Konzert zu Pfingsten

„Jazz im Park“ mit Andrej Hermlins Swing Dance Orchestra

Das Musikfestival am Pfingstwochenende findet zum 11. Mal im Bürgerpark statt – und soll trotz strengerer Auflagen dort bleiben.

Der gebürtiger Pankower Andrej Hermlin will mit seinem Swing Dance Orchestra bei „Jazz im Park“ einen Glanzpunkt setzen.

Der gebürtiger Pankower Andrej Hermlin will mit seinem Swing Dance Orchestra bei „Jazz im Park“ einen Glanzpunkt setzen.

Foto: Kitty Kleist-Heinrich / picture-alliance

Er ist der Mann mit Sinn für Swing – und Berlins Botschafter für die goldene Ära der improvisierten Musik. Jetzt präsentieren Andrej Hermlin und sein Swing Dance Orchestra ihre Hits bei „Jazz im Park“ zu Pfingsten. Hermlins Ensemble will am Sonnabend, 8, Juni, um 20 Uhr im Pankower Bürgerpark einen Glanzpunkt des Festivals setzen. Den Auftakt des dreitägigen Spektakels beschert an diesem Tag um 12.30 Uhr die Bigband der Musikschule Béla Bartók namens „Volles Rohr“. Bis in die späten Abendstunden erleben Besucher im Bürgerpark an jedem der drei Konzerttage die verschiedenen Facetten des Jazz, wobei an jedem Abend die letzte Band herausstechen soll.

Am Pfingstsonntag um 20 Uhr lässt die Zöllner Bigband ihre Saxophone klingen. Und am Pfingstmontag ab 17.30 Uhr bildet der Auftritt der Modern Soul Band Berlin den Abschluss des Festes, das in diesem Jahr zum elften Mal stattfindet. Auf der Panke treibt zuvor eine Schar von Quietscheenten, die sich am Pfingstmontag ab 14 Uhr ein Rennen liefern sollen. Wer für dem Wettbewerb eine Ente kaufen will, kann sie vorab im Rathaus Center oder am Parkcafé neben dem Rosengarten des Parks erstehen.

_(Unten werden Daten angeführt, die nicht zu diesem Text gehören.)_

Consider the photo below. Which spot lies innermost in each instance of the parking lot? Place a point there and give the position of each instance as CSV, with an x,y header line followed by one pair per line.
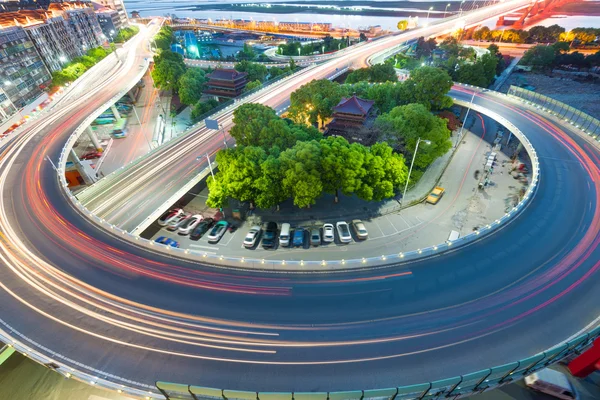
x,y
462,208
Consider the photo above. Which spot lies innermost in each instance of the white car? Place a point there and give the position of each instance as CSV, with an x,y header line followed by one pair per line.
x,y
189,224
252,236
360,229
177,222
328,233
169,216
343,232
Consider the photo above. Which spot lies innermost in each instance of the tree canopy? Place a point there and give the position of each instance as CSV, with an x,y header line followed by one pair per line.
x,y
374,73
191,85
314,101
405,124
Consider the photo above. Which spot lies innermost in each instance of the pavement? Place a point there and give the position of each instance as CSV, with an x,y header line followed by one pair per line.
x,y
463,208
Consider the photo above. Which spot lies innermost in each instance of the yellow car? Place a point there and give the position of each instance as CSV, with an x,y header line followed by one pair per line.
x,y
435,195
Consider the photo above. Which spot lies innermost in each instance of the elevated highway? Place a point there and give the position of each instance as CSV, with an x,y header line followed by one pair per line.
x,y
162,175
114,312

Grünflächenamt schlägt Umzug des Festivals vor

Für Aufregung hatten in den vergangenen Wochen die strengeren Vorgaben für Volksfeste und Events in Pankower Grünanlagen gesorgt. Um Grünflächen, die durch den Klimawandel strapaziert werden, nicht zusätzlich zu belasten, will das Bezirksamt Feste dort nicht mehr genehmigen. Zwar bildet „Jazz im Park“ eine Ausnahme – aber das Grünflächenamt ließ mitteilen, dass man einen Umzug des Festivals begrüßen würde. Es sei „unbestritten, dass gerade diese Veranstaltung eine besondere Belastung für den Bürgerpark Pankow darstellt“, hieß es auf Anfrage der Berliner Morgenpost.

„Wir haben noch nie einen Schaden verursacht“

Veranstalter Rainer Gehrmann von der Firma „Stage Craft“ hingegen sieht aber „nur positive Signale“, dass „Jazz im Park“ auch in den kommenden Jahren dort stattfinden kann, wie in den elf Jahren zuvor. „Mir wurde vom Bezirksamt versichert, dass es sich um eine der wichtigsten Veranstaltungen in Pankow handelt“, sagte er auf Nachfrage. Die Debatte um übernutzte und vermüllte Grünanlagen sei hier nach seinem Empfinden nicht angebracht. „Wir haben noch nie einen Schaden verursacht. Und wir hinterlassen den Park nach der Veranstaltung sogar sauberer als er vorher war“.